Japan is a developed country with a powerful economy and is the world’s second largest gasoline consumer after the United States. Till date country is entirely dependent on the crude oil imports. The main reason behind this is high prices for local farm produce, lack of support from country’s powerful oil distributors and failure by the government to provide policy incentives such as mandatory usage.
And now after the surge in oil prices the Govt. has started feeling the heat of this issue and has started the production of cheap rice-origin ethanol brew facility at a former high school field in Shinanomachi and a sweet, sour aroma, similar to that of unfiltered sake, wafts into the air. The facility can produce 0.5 liter of ethanol from 1 kilogram of rice.
The production has started under a Govt. funded project lead by Yasuo Igarashi, a professor of applied microbiology at the University of Tokyo. The project aims at creating a local community of more than 10000 who would voluntary in donating farm waste such as rice hulls to make inexpensive biofuels.
Officials said that there is a great possibility of developing cost effective and renewable biofuels using the agriculture waste and abandoned farmland and make the future cars to run on them.

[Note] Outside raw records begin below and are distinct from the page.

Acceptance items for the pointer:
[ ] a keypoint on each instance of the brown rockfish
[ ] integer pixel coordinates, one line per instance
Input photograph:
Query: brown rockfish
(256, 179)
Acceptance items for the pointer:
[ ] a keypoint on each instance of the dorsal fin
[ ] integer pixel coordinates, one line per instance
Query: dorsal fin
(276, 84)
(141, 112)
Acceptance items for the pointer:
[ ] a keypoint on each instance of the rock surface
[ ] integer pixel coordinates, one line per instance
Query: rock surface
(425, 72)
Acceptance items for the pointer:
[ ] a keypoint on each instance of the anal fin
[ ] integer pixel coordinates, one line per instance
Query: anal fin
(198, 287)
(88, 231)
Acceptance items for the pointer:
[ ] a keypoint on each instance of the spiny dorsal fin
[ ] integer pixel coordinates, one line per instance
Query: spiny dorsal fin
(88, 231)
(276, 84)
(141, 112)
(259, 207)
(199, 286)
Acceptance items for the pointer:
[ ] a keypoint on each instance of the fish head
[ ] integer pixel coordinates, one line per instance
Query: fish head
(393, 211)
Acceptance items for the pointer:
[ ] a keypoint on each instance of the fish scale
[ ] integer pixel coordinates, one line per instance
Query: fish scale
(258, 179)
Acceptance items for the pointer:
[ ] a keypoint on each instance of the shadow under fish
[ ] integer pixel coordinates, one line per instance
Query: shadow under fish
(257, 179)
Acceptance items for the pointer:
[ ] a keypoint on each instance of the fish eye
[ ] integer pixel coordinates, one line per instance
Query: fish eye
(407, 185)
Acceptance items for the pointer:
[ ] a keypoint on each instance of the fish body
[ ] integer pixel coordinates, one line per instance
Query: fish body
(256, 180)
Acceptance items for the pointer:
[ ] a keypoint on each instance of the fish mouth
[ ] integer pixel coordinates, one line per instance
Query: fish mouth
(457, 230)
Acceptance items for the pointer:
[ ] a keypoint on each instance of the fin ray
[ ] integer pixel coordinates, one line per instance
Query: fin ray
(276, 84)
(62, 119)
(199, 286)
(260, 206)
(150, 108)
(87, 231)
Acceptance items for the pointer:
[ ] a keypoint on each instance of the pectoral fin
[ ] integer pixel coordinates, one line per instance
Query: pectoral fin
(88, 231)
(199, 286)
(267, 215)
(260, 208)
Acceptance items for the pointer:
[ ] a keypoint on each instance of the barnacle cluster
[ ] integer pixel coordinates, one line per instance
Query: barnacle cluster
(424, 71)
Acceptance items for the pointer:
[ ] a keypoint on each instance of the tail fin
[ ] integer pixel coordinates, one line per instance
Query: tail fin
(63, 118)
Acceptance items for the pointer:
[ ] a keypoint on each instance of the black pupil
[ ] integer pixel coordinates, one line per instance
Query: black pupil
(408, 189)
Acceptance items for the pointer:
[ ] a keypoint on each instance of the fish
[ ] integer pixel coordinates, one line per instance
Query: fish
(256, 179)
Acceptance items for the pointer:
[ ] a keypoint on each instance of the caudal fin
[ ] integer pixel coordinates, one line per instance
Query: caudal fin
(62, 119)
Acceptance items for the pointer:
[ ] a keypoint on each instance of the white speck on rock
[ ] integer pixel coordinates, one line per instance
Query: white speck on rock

For this purpose the team has imported a “flex-fuel vehicle“, a red Ford Focus from Britain that can run on any on any mixture of gasoline and green fuels.
With this kind of initiative the Country will surely be able to meet up the carbon emissions reduction targets to meet under the Kyoto protocols and may be a day will come that Japanese motorists will pump their cars full of sake(the fermented rice wine that is Japan’s national drink) to speed on tracks.